Dom Calmet, qui a résumé longuement l’histoire du berger. Damis dans son Traité des Apparitions (1) la trouve surtout prodigieuse « en ce qu’elle prouve qu’un magicien peut se rendre invisible à plusieurs personnes pendant qu’il se découvre à un seul homme ». Mais il a manifestement peine à croire que le Berger ait pu s’introduire dans la chambre de M. de la Richardière sans ouvrir ni forcer la porte. La présence des chiens noirs est plus embarrassante à croire que celle de l’homme ; nous nous sommes familiarisés, depuis, avec l’action extra-corporelle de l’homme vivant se manifestant par l’apparition de son double. Peut-être comme dans l’affaire de Cideville, étaient-ils « cinq, y compris le Berger », les quatre autres aptes à prendre toutes apparences ! Dom Calmet s’étonna encore que le Berger ait pu jeter un sort sans toucher la personne. Mais (d’après les plus graves auteurs) il ne paraît pas du tout que le contact soit nécessaire ; c’est d’ailleurs ce que semble indiquer le mot jeter. Dans l’affaire de Cideville, dont nous venons de parler, le berger Thorel n’avait pas touché l’enfant – bien que les phénomènes d’obsession aient redoublé lorsqu’il l’eut touché, par la suite.

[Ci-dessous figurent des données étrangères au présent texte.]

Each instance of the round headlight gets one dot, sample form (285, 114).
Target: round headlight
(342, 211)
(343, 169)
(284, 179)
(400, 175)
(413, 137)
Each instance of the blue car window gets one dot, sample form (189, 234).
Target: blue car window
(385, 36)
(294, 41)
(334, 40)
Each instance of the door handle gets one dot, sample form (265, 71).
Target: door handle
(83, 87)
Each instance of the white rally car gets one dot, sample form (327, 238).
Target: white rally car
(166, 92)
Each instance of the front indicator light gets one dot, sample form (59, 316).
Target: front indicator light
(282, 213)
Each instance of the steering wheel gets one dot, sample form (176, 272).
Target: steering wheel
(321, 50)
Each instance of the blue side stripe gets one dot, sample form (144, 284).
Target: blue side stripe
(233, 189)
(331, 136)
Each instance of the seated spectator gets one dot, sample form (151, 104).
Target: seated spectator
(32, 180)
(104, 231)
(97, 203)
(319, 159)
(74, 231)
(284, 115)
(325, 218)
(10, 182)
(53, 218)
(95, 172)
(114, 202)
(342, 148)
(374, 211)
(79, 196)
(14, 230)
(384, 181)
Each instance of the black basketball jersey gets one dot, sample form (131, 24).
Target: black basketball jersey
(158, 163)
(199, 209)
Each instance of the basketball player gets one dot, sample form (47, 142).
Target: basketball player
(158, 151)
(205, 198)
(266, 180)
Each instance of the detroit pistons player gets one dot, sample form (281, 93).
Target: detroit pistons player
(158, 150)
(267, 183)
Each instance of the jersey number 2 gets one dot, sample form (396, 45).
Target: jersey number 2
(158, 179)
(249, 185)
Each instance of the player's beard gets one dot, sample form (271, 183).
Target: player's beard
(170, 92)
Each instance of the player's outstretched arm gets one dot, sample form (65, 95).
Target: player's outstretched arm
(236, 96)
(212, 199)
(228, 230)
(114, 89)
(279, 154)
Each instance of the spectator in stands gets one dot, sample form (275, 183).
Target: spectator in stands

Ce qui paraît plus étrange, non pas inexplicable toutefois, c’est le don de prévision singulier que montre le jeune la Richardière (qu’il va éprouver cinq faiblesses ; qu’il sera guéri le 26 juin.). On conçoit cependant que, dans des circonstances si anormales, une lucidité particulière puisse s’éveiller chez le patient. Peut-être ce phénomène tentera-t-il à quelque dissertation intéressante un savant lecteur de l’Écho. J’exprime ma gratitude à ceux qui ont bien voulu déjà m’envoyer des notes fort curieuses. Je recevrai avec reconnaissance toute anecdote authentique sur les bergers jeteurs de sorts, nombreux encore dans nos compagnes, dernières silhouettes pittoresques d’un monde merveilleux presque disparu.

 

 

George MALET.

 

Paru dans L’Écho du merveilleux

en avril 1898.

 

 

 

 

 



1 « Hocque était en état d’ivresse », dit un autre rapport.

2 « Les fumées du vin dissipées. »

3 C’était un vase de fer, contenant un mélange de graisse, de sang et d’herbages, enterré dans l’écurie.

4 Factum par le sieur de Visier... Lainé, rapporteur.

5 Le Brun, t. I. pages 281 et suivantes.